Artificial Intelligence (KI) is a key technology for the future and is being deployed in more and more applications affecting our everyday and working lives. Developing such AI applications requires large amounts of training data. Yet to date, very few quality standards for such data have emerged. KITQAR is a new research project for progressing these, funded by the Policy Lab.
Many applications of Artificial Intelligence (AI) need data; in particular, data sets are essential in the development phase of AI applications. These so-called training, testing and validation data are used to train an AI application and check that it is fully functional in such areas as machine learning. Unfortunately, to date there have been no uniform quality standards for such data, although these will be crucial if AI applications are to meet certain technical, legal, ethical or social requirements in the future. If the underlying data are faulty or distorted, this can negatively impact an application’s functionality. Potentially affected areas include security, non-discrimination and data protection.
KITQAR – higher-quality training data for Artificial Intelligence
The research project KITQAR, funded by the Policy Lab Digital, Work & Society under the aegis of the Federal Ministry of Labour and Social Affairs (BMAS), aims to fill this gap. The first step is to find out what quality standards actually do need to be met by training data for AI applications and how such data quality can be made measurable and verifiable.
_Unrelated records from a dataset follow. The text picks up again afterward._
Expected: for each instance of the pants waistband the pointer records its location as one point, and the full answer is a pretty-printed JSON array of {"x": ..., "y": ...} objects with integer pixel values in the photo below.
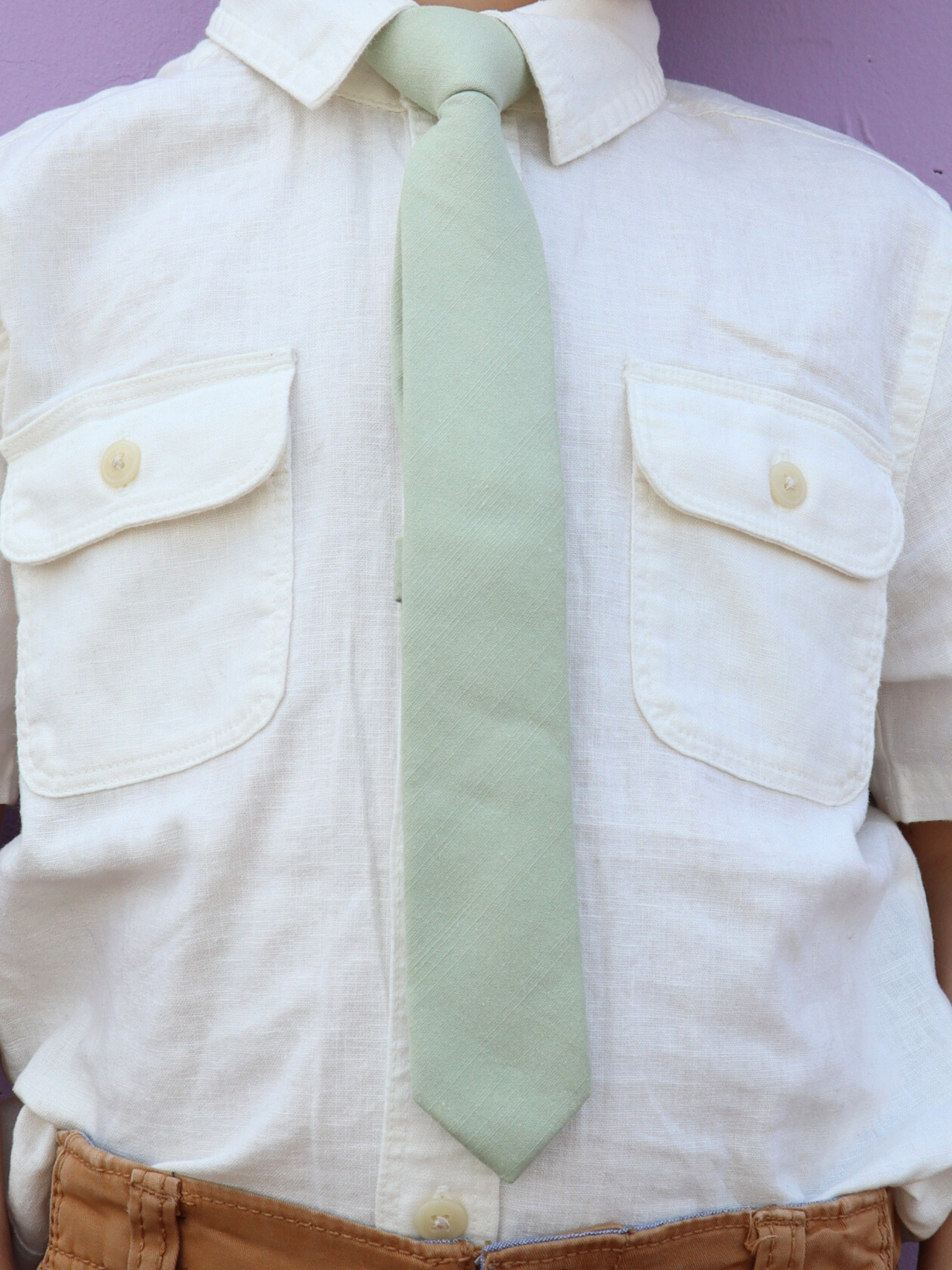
[{"x": 111, "y": 1214}]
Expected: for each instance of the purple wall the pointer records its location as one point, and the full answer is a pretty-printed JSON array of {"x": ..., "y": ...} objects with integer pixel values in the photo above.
[{"x": 876, "y": 69}]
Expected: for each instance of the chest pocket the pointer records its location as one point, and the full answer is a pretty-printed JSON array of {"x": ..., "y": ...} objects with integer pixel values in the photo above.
[
  {"x": 149, "y": 527},
  {"x": 763, "y": 530}
]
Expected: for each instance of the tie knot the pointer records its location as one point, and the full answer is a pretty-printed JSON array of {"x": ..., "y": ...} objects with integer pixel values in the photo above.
[{"x": 430, "y": 54}]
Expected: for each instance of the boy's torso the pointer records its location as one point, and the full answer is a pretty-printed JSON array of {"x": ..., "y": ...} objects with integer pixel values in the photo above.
[{"x": 202, "y": 963}]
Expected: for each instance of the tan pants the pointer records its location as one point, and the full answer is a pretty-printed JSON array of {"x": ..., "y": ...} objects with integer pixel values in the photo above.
[{"x": 110, "y": 1214}]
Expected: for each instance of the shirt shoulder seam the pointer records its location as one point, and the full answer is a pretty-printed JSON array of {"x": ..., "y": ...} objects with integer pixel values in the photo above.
[{"x": 790, "y": 123}]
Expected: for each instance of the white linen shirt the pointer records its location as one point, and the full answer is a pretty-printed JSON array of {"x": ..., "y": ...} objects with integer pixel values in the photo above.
[{"x": 202, "y": 962}]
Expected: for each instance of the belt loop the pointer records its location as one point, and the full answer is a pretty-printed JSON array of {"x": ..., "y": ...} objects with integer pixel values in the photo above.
[
  {"x": 778, "y": 1238},
  {"x": 154, "y": 1228}
]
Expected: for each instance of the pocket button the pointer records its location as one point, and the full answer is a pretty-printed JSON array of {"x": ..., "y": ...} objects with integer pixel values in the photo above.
[
  {"x": 120, "y": 464},
  {"x": 787, "y": 484}
]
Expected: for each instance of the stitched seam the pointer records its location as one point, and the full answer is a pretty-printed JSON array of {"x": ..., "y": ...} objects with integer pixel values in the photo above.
[
  {"x": 74, "y": 1259},
  {"x": 316, "y": 1226},
  {"x": 163, "y": 1219},
  {"x": 885, "y": 1237},
  {"x": 141, "y": 1230},
  {"x": 738, "y": 1222}
]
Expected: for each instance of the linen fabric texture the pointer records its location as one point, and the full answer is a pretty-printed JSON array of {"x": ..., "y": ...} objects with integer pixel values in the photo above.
[
  {"x": 203, "y": 968},
  {"x": 495, "y": 995}
]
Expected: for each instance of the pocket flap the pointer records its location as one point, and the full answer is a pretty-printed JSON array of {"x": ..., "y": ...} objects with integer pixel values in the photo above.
[
  {"x": 207, "y": 433},
  {"x": 707, "y": 446}
]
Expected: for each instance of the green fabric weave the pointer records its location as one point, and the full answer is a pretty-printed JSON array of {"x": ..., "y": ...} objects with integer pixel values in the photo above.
[{"x": 495, "y": 996}]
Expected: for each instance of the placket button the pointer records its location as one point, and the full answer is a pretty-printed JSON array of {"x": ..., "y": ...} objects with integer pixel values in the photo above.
[
  {"x": 787, "y": 484},
  {"x": 441, "y": 1217},
  {"x": 120, "y": 464}
]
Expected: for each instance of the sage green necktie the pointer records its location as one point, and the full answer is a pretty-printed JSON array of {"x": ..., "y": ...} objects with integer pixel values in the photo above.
[{"x": 495, "y": 997}]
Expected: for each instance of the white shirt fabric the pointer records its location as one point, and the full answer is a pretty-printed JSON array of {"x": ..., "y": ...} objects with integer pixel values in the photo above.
[{"x": 202, "y": 962}]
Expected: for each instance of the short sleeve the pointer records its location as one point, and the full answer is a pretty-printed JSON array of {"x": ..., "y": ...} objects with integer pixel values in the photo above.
[
  {"x": 9, "y": 791},
  {"x": 913, "y": 768}
]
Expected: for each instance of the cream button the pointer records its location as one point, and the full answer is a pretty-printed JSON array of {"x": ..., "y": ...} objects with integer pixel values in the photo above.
[
  {"x": 120, "y": 465},
  {"x": 787, "y": 484},
  {"x": 441, "y": 1219}
]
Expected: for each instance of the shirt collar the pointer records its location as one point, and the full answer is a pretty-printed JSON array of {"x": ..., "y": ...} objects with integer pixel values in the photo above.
[{"x": 594, "y": 61}]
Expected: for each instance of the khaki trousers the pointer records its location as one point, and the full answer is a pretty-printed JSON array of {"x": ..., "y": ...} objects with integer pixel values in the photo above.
[{"x": 111, "y": 1214}]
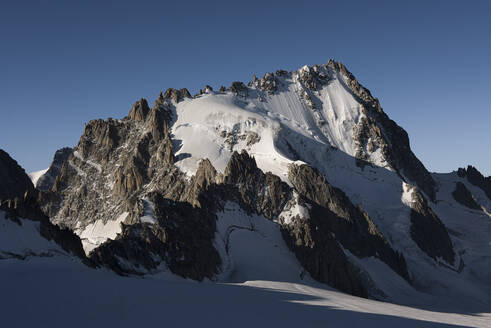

Here the project uses both data collected from practice and artificial data. The resulting “data quality framework” will be designed to cover the most diverse aspects of data quality and will then be checked in a series of trial runs. A further aim is to develop a partially automated testing kit that can be used to evaluate data quality in the future.
Wide-ranging expertise from practice and business
The business and scientific communities are working together closely to make sure the project retains a clear practical focus and relevance and to ensure an interdisciplinary exchange. The project is being led by the VDE (Association for Electrical, Electronic & Information Technologies), and collaborators include scientists from the European University Viadrina in Frankfurt an der Oder, the University of Tübingen and the Hasso Plattner Institute at the University of Potsdam. Countless stakeholders from companies, civil society, trade unions and the field of regulation are also involved. Within this group, scenarios for the application of training data are discussed and proposals for future data standardisation developed.